Gangs, taxes et mercenaires : le controversé plan d’Erik Prince en Haïti

Port-au-Prince, 14 août 2025 – Haïti est au cœur d’une controverse internationale. Erik Prince, fondateur de la célèbre société militaire privée Blackwater et proche de l’ancien président américain Donald Trump, a annoncé avoir signé un contrat de 10 ans avec le gouvernement haïtien. Sa société, Vectus Global, aura pour mission de lutter contre les gangs armés et, à terme, de mettre en place un système de collecte des taxes à la frontière avec la République dominicaine.

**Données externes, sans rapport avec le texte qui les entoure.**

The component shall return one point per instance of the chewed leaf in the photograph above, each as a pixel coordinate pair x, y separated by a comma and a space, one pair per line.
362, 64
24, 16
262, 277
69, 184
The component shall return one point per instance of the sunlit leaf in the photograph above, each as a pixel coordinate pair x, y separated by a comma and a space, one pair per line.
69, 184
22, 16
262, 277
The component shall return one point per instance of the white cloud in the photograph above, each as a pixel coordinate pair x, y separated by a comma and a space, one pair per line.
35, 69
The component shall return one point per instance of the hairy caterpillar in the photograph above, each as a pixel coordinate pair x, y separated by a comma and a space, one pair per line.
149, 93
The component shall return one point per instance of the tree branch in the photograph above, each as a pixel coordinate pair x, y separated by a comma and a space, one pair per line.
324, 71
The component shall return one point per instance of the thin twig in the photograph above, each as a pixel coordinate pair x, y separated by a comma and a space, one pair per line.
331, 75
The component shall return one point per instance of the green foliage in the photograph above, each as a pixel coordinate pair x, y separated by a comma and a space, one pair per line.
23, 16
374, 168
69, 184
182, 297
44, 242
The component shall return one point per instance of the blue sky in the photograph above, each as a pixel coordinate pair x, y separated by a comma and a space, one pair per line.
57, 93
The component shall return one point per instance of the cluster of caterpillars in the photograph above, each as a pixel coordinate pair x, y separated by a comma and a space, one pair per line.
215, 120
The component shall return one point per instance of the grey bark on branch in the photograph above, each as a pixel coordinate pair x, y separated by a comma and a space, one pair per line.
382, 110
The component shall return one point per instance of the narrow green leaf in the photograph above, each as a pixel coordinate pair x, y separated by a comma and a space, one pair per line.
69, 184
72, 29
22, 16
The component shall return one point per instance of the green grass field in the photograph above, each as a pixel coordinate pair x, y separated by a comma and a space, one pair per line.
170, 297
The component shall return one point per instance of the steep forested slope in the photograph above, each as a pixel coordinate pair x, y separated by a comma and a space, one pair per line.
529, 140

Un contrat aux contours flous

Dans son entretien exclusif avec Reuters, Erik Prince ne divulgue ni le montant payé par l’État haïtien ni les recettes fiscales attendues. Le gouvernement haïtien, représenté par le président du Conseil présidentiel de transition Laurent Saint-Cyr, n’a pas répondu aux sollicitations, pas plus que ses prédécesseurs.

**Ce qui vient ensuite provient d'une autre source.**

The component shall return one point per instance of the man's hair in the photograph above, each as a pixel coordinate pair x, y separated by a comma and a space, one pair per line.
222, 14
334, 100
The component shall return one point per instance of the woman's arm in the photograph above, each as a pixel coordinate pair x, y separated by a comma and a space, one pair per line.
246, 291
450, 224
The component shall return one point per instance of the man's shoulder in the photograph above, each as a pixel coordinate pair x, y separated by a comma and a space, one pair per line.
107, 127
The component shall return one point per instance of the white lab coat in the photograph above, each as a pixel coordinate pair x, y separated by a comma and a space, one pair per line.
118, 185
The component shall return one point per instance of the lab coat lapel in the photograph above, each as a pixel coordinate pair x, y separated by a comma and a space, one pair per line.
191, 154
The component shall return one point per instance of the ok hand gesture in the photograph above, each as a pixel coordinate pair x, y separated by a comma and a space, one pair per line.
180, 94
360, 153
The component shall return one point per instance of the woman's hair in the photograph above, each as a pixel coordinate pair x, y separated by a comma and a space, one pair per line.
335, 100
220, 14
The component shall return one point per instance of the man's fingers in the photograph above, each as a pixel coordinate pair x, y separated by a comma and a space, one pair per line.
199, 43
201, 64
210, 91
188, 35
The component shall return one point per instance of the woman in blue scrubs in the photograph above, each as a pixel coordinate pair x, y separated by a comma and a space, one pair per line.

Signé en mars 2025, le contrat prévoit un déploiement progressif :

Des drones pour surveiller les zones sensibles,

Plusieurs centaines de combattants étrangers,

Hélicoptères et bateaux pour sécuriser routes commerciales et zones frontalières.


Le volet fiscal consiste à instaurer un système de collecte des taxes sur les importations transfrontalières, dans le but de compenser les pertes liées aux activités des gangs.


Réactions et critiques

L’annonce a immédiatement suscité de vives réactions :

Des ONG et experts en sécurité alertent sur les risques de violations des droits humains et le manque de transparence.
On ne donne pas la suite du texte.